This is only a triumph if the alternatives are DEI free.

    CommoChief in reply to Danny. | May 28, 2024 at 7:05 pm

    Anytime funds and power are directed away from govt and back to the Citizens it is a win in the aggregate. Not every Parent will make great choices for how they educate their child but on balance they won’t do a worse job than large district public schools who have far more problems than just DEI. In fact most Parents will do a much better job of tailoring a program to fit their Child’s unique educational needs, interests and goals leading to better outcomes.

      Danny in reply to CommoChief. | May 28, 2024 at 7:40 pm

      A charter school or private school is just as capable of introducing all of the same evils as public schools.

      If a child is taught the lefts racial theories, and radical gender theory I don’t care if the source is public or private. You can’t even argue you aren’t paying for it because the state of Florida is sending money with the children.

        CommoChief in reply to Danny. | May 28, 2024 at 8:26 pm

        I didn’t argue the taxpayers ain’t footing the bill nor did I argue that non govt schools ain’t vulnerable to infiltration and takeover by woke, ideological weirdos.
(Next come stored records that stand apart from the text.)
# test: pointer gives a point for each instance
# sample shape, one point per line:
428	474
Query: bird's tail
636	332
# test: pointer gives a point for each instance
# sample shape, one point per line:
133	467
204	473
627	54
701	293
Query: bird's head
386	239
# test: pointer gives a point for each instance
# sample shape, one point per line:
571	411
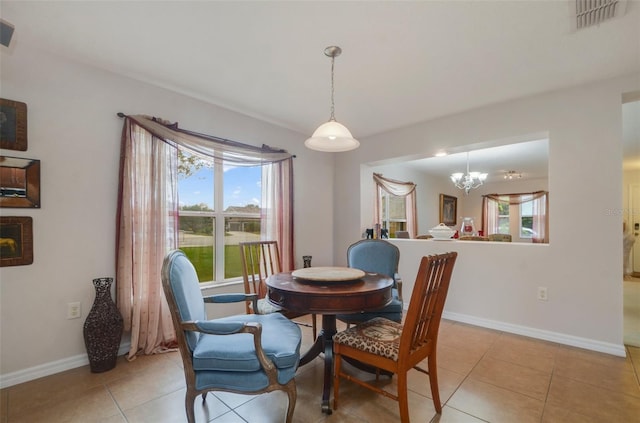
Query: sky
242	186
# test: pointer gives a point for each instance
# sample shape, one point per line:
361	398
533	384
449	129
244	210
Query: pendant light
332	136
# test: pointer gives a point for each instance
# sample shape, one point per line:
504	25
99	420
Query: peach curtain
147	228
400	189
277	214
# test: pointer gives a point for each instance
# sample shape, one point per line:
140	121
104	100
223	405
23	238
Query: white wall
496	284
74	131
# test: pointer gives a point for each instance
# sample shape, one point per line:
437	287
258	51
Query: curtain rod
122	115
516	193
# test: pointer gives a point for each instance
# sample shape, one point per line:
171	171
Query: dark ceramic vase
103	328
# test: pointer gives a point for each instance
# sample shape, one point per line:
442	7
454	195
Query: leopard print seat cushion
378	336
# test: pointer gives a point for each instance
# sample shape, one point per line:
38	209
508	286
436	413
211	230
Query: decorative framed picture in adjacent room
16	240
13	125
448	210
19	182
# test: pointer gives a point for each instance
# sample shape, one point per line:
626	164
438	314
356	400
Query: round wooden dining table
328	298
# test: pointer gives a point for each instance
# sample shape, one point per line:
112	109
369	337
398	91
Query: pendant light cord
332	117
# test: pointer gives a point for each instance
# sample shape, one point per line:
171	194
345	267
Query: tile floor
485	376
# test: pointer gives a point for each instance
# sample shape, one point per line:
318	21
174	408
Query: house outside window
219	208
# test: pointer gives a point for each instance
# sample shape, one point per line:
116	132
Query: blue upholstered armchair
248	354
377	256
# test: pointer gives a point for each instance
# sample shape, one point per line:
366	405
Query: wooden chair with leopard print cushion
398	348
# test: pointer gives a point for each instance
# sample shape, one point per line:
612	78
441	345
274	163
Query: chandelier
332	136
512	174
468	181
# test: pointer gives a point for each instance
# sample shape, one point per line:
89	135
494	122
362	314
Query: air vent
593	12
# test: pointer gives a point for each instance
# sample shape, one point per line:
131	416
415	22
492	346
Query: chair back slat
427	302
260	259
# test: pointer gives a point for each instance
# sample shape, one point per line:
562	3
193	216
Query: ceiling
530	159
402	62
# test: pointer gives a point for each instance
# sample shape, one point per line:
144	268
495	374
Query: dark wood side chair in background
398	348
261	259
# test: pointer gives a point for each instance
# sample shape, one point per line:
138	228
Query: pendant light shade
332	136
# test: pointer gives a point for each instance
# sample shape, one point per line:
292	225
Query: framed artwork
448	210
19	182
16	241
13	125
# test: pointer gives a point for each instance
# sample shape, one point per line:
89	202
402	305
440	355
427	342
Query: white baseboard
560	338
51	368
80	360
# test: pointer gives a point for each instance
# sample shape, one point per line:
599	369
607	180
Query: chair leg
337	366
403	400
433	381
189	400
293	394
314	325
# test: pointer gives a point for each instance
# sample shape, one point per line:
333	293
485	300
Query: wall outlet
542	293
74	310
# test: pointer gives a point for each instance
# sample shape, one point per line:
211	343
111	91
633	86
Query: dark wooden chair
245	354
261	259
398	348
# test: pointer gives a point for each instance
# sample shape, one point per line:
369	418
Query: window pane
526	220
195	183
238	229
397	208
242	188
503	217
396	226
196	239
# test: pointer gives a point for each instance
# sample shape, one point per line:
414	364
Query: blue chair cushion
236	353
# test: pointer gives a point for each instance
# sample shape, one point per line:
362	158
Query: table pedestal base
324	344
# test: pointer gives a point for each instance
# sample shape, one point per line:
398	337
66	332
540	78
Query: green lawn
202	259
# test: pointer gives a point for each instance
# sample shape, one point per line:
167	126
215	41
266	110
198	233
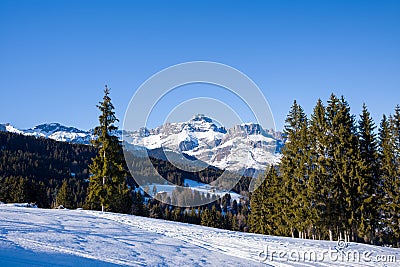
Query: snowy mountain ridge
51	237
245	148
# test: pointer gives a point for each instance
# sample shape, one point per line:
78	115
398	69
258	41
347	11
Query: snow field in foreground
42	237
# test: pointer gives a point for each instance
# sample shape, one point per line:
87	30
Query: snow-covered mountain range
245	147
242	147
51	238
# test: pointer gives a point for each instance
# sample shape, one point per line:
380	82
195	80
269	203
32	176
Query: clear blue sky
56	56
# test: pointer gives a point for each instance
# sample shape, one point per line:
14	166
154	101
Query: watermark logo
340	253
156	89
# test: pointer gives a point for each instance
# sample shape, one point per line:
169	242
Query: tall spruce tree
266	214
108	190
344	167
64	196
390	203
320	184
369	183
294	169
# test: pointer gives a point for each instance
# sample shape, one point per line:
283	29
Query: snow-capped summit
246	147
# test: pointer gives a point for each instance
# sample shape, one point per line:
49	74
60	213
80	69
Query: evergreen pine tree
64	196
266	209
294	168
344	167
369	180
319	186
390	203
108	189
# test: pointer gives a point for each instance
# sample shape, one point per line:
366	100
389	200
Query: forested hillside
33	169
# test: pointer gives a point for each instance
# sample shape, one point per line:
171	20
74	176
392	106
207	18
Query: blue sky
56	56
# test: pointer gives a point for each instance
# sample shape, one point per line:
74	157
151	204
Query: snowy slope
38	237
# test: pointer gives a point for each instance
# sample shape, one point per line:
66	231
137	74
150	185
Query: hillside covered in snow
43	237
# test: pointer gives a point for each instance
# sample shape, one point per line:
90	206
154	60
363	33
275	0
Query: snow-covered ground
40	237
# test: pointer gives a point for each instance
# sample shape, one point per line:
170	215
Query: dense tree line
33	169
338	178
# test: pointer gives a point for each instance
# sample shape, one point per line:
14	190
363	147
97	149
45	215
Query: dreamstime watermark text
338	253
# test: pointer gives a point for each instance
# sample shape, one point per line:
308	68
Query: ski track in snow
42	237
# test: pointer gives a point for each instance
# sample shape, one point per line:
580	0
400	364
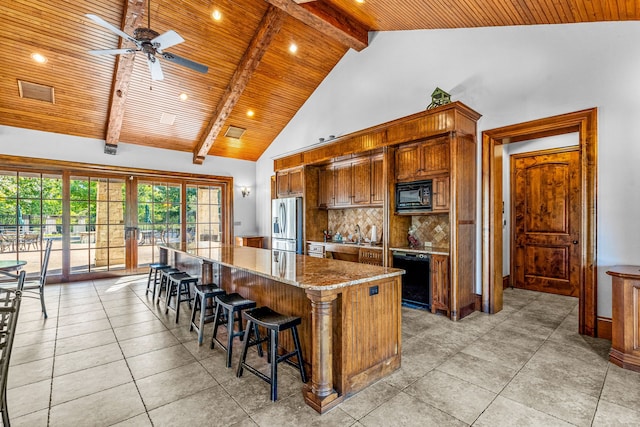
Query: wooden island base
351	313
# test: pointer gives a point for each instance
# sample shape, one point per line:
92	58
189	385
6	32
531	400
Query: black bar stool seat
154	271
274	322
231	307
202	293
179	287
What I am in favor of is removing power and $ from a govt bureaucracy already compromised by woke weirdo leftists and returning it to the Citizens/Parents who in the aggregate will make much better use of them to the great benefit of their Children.
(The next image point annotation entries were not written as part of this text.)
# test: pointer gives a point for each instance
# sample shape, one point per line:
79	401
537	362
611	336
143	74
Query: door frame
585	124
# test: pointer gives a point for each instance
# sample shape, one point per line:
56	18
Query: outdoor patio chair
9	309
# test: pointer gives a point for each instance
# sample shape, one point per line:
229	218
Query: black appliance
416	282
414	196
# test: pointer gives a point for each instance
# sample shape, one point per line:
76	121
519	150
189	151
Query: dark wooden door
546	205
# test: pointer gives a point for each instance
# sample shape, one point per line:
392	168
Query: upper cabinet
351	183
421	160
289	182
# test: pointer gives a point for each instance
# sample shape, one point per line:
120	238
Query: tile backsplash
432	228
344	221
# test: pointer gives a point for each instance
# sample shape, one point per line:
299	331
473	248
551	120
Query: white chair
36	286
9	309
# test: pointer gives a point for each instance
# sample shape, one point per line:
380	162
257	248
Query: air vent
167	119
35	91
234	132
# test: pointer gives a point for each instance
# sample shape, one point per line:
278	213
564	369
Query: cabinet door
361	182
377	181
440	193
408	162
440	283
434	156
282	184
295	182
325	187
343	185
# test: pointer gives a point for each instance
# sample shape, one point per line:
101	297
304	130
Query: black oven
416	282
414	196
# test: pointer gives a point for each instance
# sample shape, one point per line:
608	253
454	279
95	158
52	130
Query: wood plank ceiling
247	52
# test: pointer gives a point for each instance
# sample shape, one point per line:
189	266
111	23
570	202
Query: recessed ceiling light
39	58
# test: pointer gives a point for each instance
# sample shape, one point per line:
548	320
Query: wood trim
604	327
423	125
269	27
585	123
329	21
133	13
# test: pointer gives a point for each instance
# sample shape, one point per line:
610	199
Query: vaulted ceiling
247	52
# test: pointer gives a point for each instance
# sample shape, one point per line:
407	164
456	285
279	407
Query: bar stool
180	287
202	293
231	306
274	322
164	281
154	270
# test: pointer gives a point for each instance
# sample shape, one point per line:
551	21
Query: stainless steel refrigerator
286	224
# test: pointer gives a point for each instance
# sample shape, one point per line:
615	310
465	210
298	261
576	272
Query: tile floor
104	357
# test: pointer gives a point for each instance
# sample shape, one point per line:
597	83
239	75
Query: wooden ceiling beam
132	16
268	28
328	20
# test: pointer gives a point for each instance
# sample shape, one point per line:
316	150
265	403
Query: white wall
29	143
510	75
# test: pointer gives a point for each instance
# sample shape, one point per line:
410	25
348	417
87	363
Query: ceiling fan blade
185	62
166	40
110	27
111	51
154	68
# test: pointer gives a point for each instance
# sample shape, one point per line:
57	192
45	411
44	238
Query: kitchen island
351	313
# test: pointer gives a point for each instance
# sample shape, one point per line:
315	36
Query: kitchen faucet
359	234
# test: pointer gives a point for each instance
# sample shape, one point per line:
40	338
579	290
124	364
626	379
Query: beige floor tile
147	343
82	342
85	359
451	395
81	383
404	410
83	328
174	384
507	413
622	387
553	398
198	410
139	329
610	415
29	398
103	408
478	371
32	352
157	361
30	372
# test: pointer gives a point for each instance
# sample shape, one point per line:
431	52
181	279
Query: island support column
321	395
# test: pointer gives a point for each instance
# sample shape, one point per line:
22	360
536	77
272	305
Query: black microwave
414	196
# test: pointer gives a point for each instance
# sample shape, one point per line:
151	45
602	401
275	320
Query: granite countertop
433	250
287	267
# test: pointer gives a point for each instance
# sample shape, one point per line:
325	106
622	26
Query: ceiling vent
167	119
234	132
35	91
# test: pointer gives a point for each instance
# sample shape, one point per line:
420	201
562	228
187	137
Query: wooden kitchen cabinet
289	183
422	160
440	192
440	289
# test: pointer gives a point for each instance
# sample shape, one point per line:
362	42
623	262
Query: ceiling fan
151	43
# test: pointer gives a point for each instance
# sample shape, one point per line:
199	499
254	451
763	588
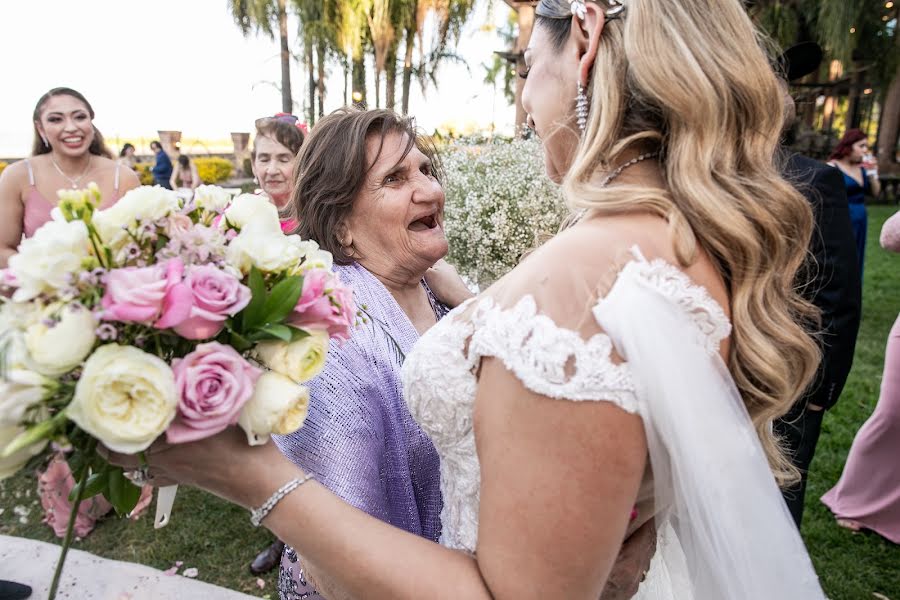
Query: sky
184	65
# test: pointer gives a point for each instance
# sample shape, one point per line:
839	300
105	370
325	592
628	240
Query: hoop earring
581	108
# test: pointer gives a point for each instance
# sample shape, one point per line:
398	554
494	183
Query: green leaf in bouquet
282	299
123	494
282	332
41	431
297	333
253	314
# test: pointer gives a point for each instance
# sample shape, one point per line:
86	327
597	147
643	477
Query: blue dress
859	216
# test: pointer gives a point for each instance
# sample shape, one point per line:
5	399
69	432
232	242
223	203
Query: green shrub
213	170
144	174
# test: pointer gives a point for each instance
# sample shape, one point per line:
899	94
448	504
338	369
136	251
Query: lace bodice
440	381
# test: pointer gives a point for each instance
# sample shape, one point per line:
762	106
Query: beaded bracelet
258	514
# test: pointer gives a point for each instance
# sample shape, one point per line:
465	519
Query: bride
637	359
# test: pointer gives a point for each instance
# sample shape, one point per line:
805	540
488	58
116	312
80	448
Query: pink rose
215	296
213	382
147	294
326	303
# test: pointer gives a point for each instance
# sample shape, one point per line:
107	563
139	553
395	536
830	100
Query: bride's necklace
605	181
77	181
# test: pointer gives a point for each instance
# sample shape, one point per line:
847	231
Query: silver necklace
605	181
75	182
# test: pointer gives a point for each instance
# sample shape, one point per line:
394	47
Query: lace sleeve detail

        You consistently seem to demand an unachievable level of perfection in the performance of any alternative to gov’t bureaucracy. How about apply that standard to gov’t and let the private sector and Parents be empowered with real choice aka funding follows Student to the ED entity/program of their choice. Give this an opportunity in the laboratories of democracy at the State and local level instead of clinging to govt institutions that have long since been taken over by woke leftists bureaucrats who are the only folks who really benefit from you propping up their grift, graft and corruption.
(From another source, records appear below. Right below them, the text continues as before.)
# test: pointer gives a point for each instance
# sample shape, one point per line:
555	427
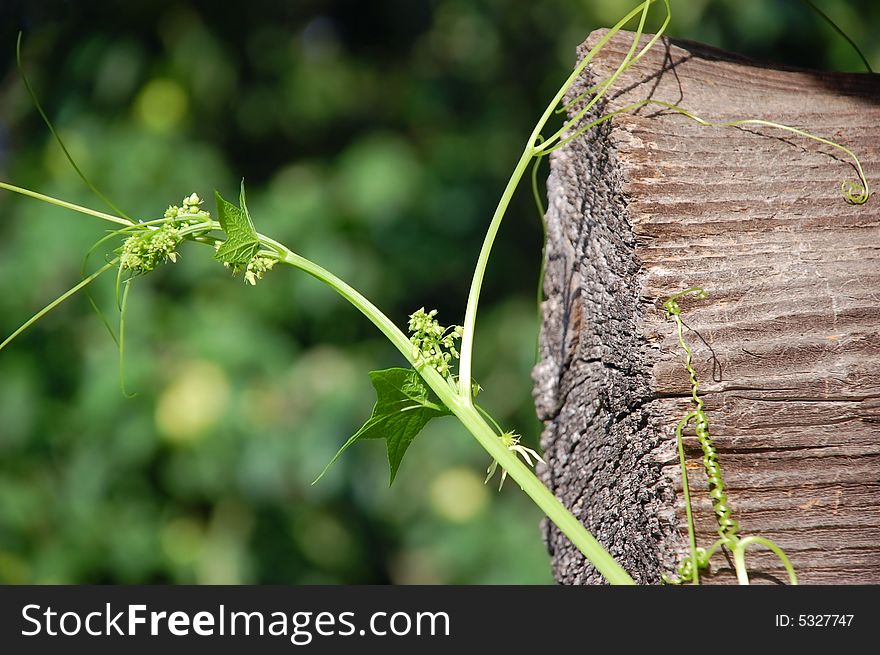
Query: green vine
407	398
728	527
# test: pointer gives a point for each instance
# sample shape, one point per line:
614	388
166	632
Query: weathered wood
787	347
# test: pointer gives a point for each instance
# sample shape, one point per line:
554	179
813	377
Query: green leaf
242	242
404	405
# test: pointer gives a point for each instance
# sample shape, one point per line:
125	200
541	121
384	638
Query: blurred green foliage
375	139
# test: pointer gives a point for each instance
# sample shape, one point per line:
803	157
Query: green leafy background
375	139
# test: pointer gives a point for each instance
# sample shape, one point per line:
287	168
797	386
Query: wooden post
787	346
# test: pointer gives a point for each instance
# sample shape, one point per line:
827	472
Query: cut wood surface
787	346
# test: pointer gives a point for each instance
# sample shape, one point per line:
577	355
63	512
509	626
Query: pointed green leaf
404	405
242	242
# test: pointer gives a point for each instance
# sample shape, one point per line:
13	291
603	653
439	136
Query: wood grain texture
787	347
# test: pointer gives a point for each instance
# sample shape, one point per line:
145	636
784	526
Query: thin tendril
122	310
855	192
55	134
60	299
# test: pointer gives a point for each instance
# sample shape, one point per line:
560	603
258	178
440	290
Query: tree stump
786	347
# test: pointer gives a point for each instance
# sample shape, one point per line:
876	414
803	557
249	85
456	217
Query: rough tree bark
787	347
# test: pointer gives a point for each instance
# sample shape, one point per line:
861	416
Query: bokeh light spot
161	105
193	403
458	495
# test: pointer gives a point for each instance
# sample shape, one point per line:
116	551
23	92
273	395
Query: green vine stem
728	527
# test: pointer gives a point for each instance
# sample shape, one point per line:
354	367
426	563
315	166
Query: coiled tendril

          Danny in reply to CommoChief. | May 29, 2024 at 10:37 am

          A triumph is when you win.

          As txvet2 correctly pointed out in the Texas context this isn’t the end of the fight it is the start of it, a fight we will have to be in total vigilance for, have to actively enforce the things we pass through state houses, and will need to put in a high amount of effort. I think Florida is trying to do that, but just pointing to students going to charter schools in no way proves that they aren’t getting the same miseducation they got previously.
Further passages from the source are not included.